Grant Prior 13 years ago

Nearly half of all housing associations and health authorities are planning to demand price cuts from suppliers as the public spending squeeze hits home this year.

But NHS bodies have been successful protecting construction projects from the cuts and many housing maintenance schemes have escaped the axe.

An anonymous survey of 136 public sector clients by Constructionline has revealed how the spending cuts are hitting procurement.

Constructionline – the UK’s largest register of pre-qualified contractors and consultants – surveyed registered users of its service including local authorities, health organisations and housing associations throughout February.

The vast majority of respondents (96%), will have less money to spend on construction work.

But contractors will be encouraged that opportunities still exist.

The majority (57%) of health authorities have not been forced to shelve construction projects compared to their counterparts in local government or the NHS.

Many bodies across all sectors are also changing procurement practices which can open up the process to new suppliers.

Among the 62% of local authorities planning cancellations an overwhelming majority of these (98%) will be new build compared to just 2% maintenance.

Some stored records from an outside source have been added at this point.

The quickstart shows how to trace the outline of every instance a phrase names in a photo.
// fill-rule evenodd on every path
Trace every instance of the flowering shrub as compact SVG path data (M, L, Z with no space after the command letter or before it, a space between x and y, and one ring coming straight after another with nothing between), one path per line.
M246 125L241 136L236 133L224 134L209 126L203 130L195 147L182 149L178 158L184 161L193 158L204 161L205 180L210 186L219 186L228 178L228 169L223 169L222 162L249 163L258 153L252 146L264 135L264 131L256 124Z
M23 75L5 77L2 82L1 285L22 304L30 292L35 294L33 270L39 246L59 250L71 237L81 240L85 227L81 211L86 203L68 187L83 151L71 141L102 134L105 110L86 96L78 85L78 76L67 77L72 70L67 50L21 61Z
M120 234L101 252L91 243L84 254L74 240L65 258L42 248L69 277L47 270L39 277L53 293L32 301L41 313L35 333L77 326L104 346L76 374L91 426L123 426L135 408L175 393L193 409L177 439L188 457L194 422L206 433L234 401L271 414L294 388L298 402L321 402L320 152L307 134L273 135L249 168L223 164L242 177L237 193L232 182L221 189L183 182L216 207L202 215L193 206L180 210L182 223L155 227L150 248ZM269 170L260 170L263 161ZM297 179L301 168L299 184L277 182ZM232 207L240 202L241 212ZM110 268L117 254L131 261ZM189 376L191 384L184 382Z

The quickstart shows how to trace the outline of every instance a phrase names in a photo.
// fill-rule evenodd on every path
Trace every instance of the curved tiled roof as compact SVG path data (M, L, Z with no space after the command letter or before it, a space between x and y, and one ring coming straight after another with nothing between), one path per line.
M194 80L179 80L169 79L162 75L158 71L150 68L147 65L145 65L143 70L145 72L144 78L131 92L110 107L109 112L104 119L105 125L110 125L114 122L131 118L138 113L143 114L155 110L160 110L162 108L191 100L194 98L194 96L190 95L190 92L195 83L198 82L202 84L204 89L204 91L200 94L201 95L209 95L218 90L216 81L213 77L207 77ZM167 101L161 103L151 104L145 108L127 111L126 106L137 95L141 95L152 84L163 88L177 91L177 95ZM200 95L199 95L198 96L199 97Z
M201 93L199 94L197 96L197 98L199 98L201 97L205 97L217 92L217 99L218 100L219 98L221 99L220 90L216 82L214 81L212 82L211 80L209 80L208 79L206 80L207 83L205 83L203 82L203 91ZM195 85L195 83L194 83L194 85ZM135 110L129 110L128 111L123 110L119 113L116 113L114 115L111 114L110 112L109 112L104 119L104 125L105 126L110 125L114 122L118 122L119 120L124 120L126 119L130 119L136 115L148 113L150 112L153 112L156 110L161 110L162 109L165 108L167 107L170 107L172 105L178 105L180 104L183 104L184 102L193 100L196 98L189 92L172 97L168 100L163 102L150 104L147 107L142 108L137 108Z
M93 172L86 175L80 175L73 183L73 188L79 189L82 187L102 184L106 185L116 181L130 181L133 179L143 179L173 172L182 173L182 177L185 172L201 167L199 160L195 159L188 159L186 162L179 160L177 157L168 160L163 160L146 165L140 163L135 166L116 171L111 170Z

This, combined with the authorities concern for SMEs, should provide a good underlying level of opportunities for smaller local firms.

The survey found that current procurement practices are set to change.

In the health sector just 16% of respondents plan to join a framework or a buying consortium to achieve economies of scale compared to a third of local authorities.

Constructionline’s survey revealed that within the health sector a third of respondents planned to leave a framework or buying consortium and decentralise their procurement practices.

For both local authorities and housing associations a supplier’s cost and financial well being ranked as the most important considerations during the selection process.

The survey showed 46% of housing associations and 40% of health authorities will ask suppliers to cut their prices compared to 29% of local authorities

Philip Prince, a director from Constructionline, says this highlighted the ‘procurement paradox’ faced by many in the public sector who are under pressure to cut costs but simultaneously guarding against the dangers of lowest cost bidding.

He said: “The high-profile collapse of both Rok and Connaught provided concrete proof, if ever it were needed, about the dangers of lowest cost tendering. But with almost all of our respondents facing reduced budgets clearly there has rarely been a bigger pressure to reduce expenditure.

“Our survey highlights this paradox of procurement perfectly, with cost being the number one consideration when selecting bids followed by concern over whether a contractor is built on sound enough financial foundations to see the project through.”

“With a great deal of essential maintenance work still available as well as projects in the health sector there are still some bright spots for contractors.

“Suppliers will need to be alert to opportunities both inside and outside buying consortiums, and be prepared to deal with multiple or single procurement departments while all the time proving that they’re able to balance the books.”